The centrally placed highlight, and the longest work, is Wisdom (2020), a mesmerising response to the still raw realities of pandemic and lockdown – and there could be affinities here with his much more explicitly documentary approach to the Aids epidemic in Unknown Ground (1989-90). Wisdom ends with one of Finnissy’s most beguiling instrumental inspirations, featuring the Marsyas Trio’s flautist Helen Vidovich. But Betts-Dean’s initial projection of the work’s extraordinary range of allusive texts, from aboriginal folk poetry to fabled figures from European literature (Victor Frankenstein, Robinson Crusoe) culminates in the depths of despair: ‘Alone, I no longer see the sun or stars. Light, feeling and sense pass away, lost in darkness and distance.’ As Wisdom passes from accompanied arioso to wordless instrumental music, it may be possible to sense a degree of consolation despite what is lost, as Vidovich suggests in her notes with the disc.
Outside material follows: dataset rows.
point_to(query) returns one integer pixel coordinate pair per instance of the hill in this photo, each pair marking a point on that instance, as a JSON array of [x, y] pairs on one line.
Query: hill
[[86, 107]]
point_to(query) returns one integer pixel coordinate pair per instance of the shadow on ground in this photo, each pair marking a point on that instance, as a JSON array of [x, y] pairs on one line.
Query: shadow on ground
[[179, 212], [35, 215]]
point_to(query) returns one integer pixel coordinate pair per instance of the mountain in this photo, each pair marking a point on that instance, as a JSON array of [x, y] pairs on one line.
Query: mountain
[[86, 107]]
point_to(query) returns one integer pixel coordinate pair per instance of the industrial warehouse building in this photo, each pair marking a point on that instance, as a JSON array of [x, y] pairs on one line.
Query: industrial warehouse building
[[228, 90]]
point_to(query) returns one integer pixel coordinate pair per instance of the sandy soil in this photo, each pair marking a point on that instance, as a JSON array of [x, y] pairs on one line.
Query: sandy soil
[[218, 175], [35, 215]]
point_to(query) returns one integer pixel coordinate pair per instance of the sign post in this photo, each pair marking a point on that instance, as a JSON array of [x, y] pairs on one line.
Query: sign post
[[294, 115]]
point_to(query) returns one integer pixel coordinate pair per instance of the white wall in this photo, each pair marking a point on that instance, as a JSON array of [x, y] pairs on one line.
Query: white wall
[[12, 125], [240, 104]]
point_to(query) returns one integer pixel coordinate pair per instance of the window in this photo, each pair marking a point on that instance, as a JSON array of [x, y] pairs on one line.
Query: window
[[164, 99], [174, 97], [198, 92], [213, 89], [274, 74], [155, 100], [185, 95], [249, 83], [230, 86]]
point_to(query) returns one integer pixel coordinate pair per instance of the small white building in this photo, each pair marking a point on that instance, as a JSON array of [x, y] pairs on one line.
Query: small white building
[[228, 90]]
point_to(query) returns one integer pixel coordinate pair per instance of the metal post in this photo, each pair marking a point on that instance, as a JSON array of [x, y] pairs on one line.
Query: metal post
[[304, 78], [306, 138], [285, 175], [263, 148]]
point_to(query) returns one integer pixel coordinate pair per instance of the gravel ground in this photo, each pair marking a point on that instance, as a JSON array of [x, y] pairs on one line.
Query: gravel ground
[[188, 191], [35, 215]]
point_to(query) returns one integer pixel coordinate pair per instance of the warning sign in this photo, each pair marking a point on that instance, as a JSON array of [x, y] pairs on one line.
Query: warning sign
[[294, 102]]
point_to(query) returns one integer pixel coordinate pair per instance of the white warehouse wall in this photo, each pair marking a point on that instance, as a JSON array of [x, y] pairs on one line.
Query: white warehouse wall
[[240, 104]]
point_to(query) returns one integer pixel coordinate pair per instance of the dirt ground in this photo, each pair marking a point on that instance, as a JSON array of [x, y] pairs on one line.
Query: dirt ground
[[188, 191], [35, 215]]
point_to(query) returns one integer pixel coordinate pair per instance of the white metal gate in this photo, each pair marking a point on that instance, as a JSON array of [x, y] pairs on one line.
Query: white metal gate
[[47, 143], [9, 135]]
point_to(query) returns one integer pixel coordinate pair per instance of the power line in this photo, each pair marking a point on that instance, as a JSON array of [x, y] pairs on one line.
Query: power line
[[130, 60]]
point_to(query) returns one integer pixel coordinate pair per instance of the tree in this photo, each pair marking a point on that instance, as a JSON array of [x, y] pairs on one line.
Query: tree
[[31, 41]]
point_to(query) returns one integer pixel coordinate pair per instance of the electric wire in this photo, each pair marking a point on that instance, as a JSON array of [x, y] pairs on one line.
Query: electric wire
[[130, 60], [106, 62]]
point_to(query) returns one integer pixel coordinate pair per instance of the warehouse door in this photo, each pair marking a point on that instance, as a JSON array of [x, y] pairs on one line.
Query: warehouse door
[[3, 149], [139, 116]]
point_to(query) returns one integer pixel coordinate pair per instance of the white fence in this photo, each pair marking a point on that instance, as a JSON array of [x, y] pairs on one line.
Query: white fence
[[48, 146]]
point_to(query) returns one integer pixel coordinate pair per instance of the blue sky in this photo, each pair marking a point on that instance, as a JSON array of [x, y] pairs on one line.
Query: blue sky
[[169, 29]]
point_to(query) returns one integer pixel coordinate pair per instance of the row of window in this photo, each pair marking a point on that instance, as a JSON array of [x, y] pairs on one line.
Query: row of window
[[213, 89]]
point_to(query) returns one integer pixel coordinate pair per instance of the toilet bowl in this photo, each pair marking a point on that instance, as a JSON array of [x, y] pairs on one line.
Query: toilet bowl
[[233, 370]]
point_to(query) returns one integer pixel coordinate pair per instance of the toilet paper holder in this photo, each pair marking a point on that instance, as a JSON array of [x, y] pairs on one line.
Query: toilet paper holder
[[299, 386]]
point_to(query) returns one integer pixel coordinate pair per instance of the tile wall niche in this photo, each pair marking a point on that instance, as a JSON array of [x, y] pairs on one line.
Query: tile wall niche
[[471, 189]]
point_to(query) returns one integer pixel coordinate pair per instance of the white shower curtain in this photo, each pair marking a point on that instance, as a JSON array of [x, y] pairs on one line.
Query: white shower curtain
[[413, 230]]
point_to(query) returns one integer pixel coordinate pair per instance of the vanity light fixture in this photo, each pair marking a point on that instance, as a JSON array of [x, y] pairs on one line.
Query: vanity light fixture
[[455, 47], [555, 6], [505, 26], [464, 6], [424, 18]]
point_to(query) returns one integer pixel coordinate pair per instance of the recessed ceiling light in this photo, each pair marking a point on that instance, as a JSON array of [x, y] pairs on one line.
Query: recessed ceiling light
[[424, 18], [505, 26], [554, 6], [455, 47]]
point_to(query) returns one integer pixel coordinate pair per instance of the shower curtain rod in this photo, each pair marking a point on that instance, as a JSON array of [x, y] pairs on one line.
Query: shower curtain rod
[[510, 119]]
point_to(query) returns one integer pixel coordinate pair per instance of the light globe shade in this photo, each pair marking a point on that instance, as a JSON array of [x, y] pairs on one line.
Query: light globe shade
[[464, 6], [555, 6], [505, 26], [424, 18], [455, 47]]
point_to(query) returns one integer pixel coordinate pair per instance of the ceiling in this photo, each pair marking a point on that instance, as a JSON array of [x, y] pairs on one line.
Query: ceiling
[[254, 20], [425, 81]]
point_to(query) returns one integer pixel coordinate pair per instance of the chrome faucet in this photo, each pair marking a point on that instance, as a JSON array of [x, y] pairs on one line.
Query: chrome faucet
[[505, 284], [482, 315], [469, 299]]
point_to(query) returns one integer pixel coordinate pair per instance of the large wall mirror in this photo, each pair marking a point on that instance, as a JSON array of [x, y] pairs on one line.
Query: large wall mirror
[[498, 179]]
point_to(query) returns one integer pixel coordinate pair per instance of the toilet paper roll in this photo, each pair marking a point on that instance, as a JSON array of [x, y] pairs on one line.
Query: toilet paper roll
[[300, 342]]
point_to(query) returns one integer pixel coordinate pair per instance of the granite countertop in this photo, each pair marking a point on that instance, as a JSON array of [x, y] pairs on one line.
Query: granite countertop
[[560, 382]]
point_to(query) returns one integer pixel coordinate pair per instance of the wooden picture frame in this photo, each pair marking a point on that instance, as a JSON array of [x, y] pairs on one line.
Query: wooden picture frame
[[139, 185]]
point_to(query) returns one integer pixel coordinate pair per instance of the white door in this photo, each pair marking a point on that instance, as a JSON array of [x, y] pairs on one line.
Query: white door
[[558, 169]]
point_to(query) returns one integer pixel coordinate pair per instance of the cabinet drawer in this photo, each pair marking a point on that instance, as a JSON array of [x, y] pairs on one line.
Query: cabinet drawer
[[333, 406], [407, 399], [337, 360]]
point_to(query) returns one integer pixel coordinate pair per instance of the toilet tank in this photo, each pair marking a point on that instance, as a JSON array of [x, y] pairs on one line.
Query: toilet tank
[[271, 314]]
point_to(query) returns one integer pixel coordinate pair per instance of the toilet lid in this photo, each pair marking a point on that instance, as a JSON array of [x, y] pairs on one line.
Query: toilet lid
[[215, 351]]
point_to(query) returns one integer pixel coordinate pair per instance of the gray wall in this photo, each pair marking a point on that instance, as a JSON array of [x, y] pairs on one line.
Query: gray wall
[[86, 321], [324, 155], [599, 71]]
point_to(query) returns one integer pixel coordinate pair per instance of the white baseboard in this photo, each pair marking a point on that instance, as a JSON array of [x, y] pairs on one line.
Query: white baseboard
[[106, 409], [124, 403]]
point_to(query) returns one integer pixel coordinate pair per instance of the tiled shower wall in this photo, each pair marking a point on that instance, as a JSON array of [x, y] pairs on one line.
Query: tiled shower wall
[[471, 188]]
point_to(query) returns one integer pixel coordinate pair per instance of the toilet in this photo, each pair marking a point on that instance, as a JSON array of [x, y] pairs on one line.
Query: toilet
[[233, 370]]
But this is, at best, grasping at straws, and the dark inevitability that Betts-Dean’s vibrant vocal colour casts over the entire composition fixes Wisdom’s predominant mood, despite the absence of singing at the end.
The shorter vocal works included range in date from the youthful forays of Oxford in 1817 (1966‑67) to a trio of responses to Schubert/Goethe settings, An den Mond (2021‑22), and the cause of variety is further served by the inclusion of two short but fraught-sounding instrumental pieces, June (2013). The overall effect is to offer principled resistance to the convention of a CD recital sequence that invites continuous listening from beginning to end. Music as intense and involving as Wisdom makes the prospect of moving on immediately to anything else – in this case the two Salomé songs – difficult if not impossible to contemplate. It may also take even the most practised contemporary-music listeners a while to weigh up the effect of the two framing performances of Alternative Readings, an unedited ‘live version’ and a ‘studio version’. The timings are virtually identical, and although Vidovich finds them ‘surprisingly different’, this listener has so far remained more hung up on the surprising differences between Alternative Readings in both versions and the latter part of the first movement of Bruckner’s First Symphony, to which it ‘refers’. More provocation, perhaps, but the persuasive assurance of these performers and their technical assistants is consistently of the highest calibre.